Die Dichtung des ö. B., die Elemente der Klassik und der Romantik aufnahm, war - dem politischen "Jungen Deutschland" bewusst entgegengesetzt - weitgehend unpolitisch und vertrat die Ideale behutsamer Innigkeit, Selbsteinschränkung und Resignation. Das "sanfte Gesetz" der Natur war die Kunstmaxime. Dem B. verpflichtet waren z.B. Adalbert Stifter, Ferdinand Raimund und Franz Grillparzer.
Franz Grillparzer (15.1. 1791 - 21.1. 1872)
Franz Grillparzer, Sohn des einflußreichen Wr. Rechtsanwalt Wenzel Grillparzer war Dramatiker, Erzähler und Lyriker. An der Wr. Universität studierte er Philologie (Literaturwissenschaft) und Jus. Danach nahm Grillparzer eine Stelle als Hofmeister. 1813 arbeitete er unbezahlt in der Hofbibliothek und wurde 1823 (nach verschiedenen anderen Ämtern) Hofkonzipist in der Allg. Hofkammer. 1832 bis zu seiner Pensionierung war er Dir. des Hofkammerarchivs.

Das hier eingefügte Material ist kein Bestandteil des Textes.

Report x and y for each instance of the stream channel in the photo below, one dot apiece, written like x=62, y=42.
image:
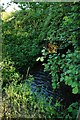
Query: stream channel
x=42, y=85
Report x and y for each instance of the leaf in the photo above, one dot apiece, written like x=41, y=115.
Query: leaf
x=75, y=90
x=38, y=59
x=41, y=59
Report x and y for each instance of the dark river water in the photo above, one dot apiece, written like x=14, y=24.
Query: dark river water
x=42, y=85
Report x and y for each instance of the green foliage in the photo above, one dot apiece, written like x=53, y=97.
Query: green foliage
x=9, y=73
x=25, y=36
x=21, y=102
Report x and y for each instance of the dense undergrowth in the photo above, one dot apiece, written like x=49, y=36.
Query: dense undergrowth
x=48, y=32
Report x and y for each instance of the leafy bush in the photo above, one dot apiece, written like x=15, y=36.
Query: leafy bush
x=9, y=73
x=21, y=102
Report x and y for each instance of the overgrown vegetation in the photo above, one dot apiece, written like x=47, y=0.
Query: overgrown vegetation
x=48, y=32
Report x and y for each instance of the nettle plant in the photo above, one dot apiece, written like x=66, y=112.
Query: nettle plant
x=63, y=68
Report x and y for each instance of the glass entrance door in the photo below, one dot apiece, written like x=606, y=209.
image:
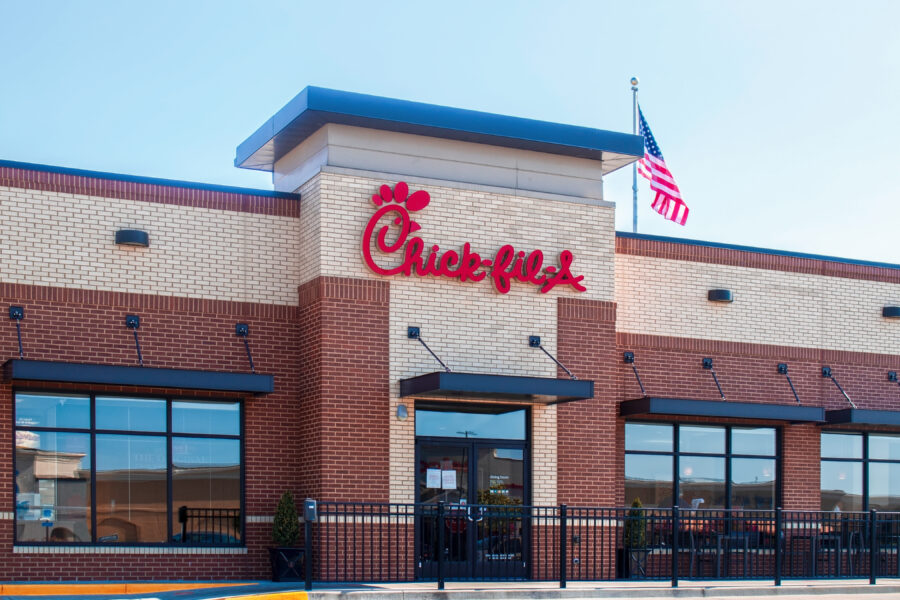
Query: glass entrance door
x=484, y=488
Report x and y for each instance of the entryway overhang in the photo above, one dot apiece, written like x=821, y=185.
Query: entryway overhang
x=42, y=370
x=859, y=416
x=793, y=413
x=538, y=390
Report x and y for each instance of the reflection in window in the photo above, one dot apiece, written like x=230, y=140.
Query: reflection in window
x=647, y=437
x=143, y=476
x=482, y=425
x=648, y=477
x=214, y=418
x=206, y=490
x=131, y=414
x=131, y=489
x=841, y=485
x=709, y=475
x=884, y=486
x=701, y=482
x=860, y=471
x=53, y=410
x=703, y=440
x=53, y=487
x=753, y=483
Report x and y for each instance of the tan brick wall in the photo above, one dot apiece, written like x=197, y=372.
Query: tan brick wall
x=668, y=297
x=67, y=240
x=472, y=327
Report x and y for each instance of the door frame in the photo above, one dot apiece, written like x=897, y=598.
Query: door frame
x=471, y=446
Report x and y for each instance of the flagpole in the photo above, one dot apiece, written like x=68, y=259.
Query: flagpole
x=634, y=82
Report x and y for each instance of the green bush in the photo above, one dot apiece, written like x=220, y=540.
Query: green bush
x=636, y=526
x=286, y=527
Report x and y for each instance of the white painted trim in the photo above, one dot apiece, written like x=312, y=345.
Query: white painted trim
x=122, y=550
x=490, y=189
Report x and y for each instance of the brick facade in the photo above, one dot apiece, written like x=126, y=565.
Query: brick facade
x=333, y=335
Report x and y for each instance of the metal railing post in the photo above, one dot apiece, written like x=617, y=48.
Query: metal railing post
x=307, y=554
x=675, y=551
x=563, y=543
x=778, y=557
x=873, y=545
x=440, y=548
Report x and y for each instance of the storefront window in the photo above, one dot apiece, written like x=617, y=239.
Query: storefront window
x=860, y=471
x=152, y=483
x=494, y=423
x=713, y=467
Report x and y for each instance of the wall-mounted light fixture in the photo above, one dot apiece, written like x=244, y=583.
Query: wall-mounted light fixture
x=721, y=295
x=891, y=312
x=132, y=237
x=133, y=322
x=17, y=313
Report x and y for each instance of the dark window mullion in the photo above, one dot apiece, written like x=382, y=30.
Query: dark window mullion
x=728, y=467
x=93, y=443
x=866, y=472
x=169, y=485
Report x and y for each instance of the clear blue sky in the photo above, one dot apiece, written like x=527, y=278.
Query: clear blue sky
x=779, y=119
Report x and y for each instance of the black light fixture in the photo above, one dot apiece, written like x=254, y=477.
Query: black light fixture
x=782, y=370
x=414, y=333
x=707, y=364
x=629, y=360
x=534, y=341
x=827, y=374
x=720, y=295
x=17, y=313
x=132, y=237
x=242, y=330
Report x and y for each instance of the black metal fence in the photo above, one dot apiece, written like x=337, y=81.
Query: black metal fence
x=369, y=542
x=209, y=526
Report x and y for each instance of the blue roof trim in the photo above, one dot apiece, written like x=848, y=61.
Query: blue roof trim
x=689, y=242
x=314, y=107
x=146, y=180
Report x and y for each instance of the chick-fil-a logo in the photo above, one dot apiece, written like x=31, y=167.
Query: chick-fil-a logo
x=506, y=266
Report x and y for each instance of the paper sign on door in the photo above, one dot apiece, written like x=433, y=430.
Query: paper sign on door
x=448, y=479
x=433, y=478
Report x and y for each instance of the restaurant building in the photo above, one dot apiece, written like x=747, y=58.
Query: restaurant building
x=177, y=355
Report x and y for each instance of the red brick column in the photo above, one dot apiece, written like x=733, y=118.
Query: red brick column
x=344, y=350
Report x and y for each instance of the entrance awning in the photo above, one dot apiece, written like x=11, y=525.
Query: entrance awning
x=794, y=413
x=41, y=370
x=861, y=416
x=543, y=390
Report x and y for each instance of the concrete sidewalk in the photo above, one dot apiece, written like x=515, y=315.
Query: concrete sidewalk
x=636, y=590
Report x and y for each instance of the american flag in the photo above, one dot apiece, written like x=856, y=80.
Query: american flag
x=668, y=200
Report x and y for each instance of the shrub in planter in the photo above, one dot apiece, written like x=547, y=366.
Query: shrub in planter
x=635, y=540
x=287, y=559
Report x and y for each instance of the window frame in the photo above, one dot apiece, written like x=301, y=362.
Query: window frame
x=728, y=456
x=169, y=434
x=864, y=460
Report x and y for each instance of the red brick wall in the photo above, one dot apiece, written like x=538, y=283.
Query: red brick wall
x=586, y=471
x=345, y=323
x=89, y=326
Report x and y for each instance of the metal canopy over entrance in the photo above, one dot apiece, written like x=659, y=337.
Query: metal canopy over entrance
x=859, y=416
x=542, y=390
x=41, y=370
x=720, y=408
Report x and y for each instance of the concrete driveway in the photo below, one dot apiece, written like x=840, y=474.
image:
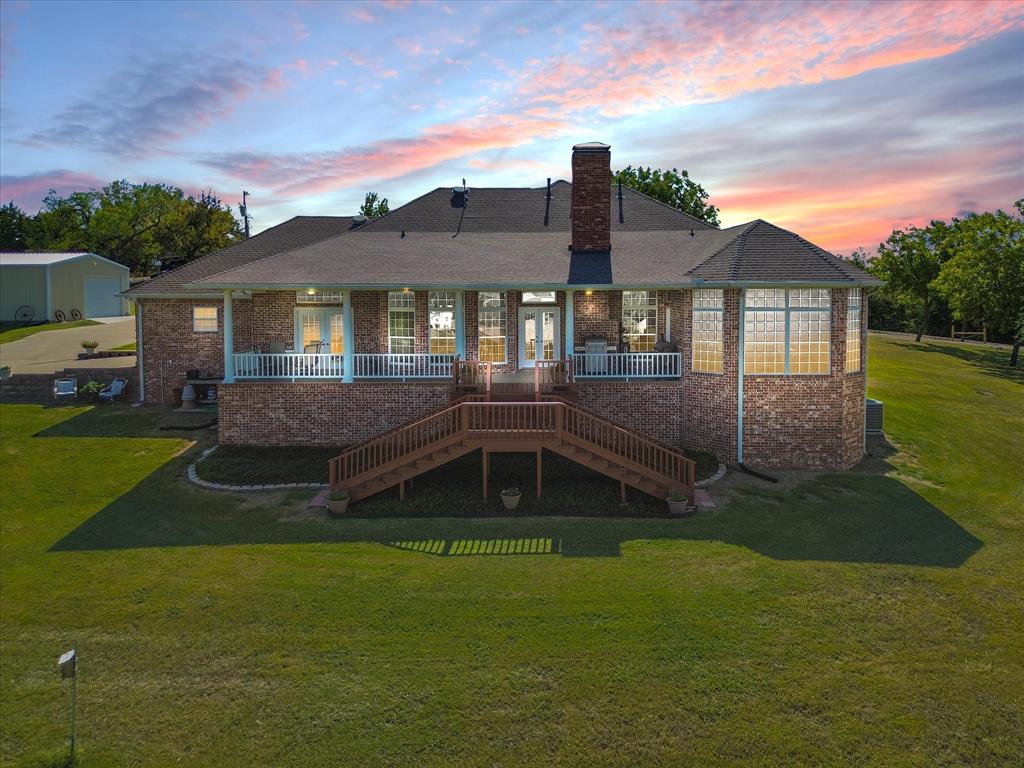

Seine ersten Versuche als Dramatiker fallen bereits in seine Studienzeit. 1807 verfaßte er das Trauerspiel "Blanka von Kastilien", das - vom Hoftheater abgelehnt - bis 1958 unaufgeführt blieb. Durch die Veröffentlichung eines Teils seiner Übersetzung des Dramas "Das Leben ein Traum" von Calderon wurde J. Schreyvogel, Dramaturg des Hofburgtheaters, auf ihn aufmerksam. Zunächst erbost über den vermeintlichen Angriff auf seine eigene Fassung, wurde Schreyvogel in der Folgezeit zum geistigen Mentor und bedeutendsten Förderer G. Auf seinen Rat hin überarbeitete Grillparzer das Trauerspiel "Die Ahnfrau", das 1817 am Hofburgtheater uraufgeführt wurde. Anschließend verfaßte er die Künstlertragödie "Sappho" (1819), mit
der er überaus erfolgreich war und einen 5 - Jahres - Vertrag als k. k. Hoftheaterdichter erhielt, den er aber bereits 1821 wieder löste. Reisen führten ihn nach Italien, Griechenland, Deutschland - wo er 1826 mit Goethe zusammentraf, Frankreich und in die Türkei, wodurch G. mit verschiedenen politischen Systemen und Geistesströmungen in Berührung kam.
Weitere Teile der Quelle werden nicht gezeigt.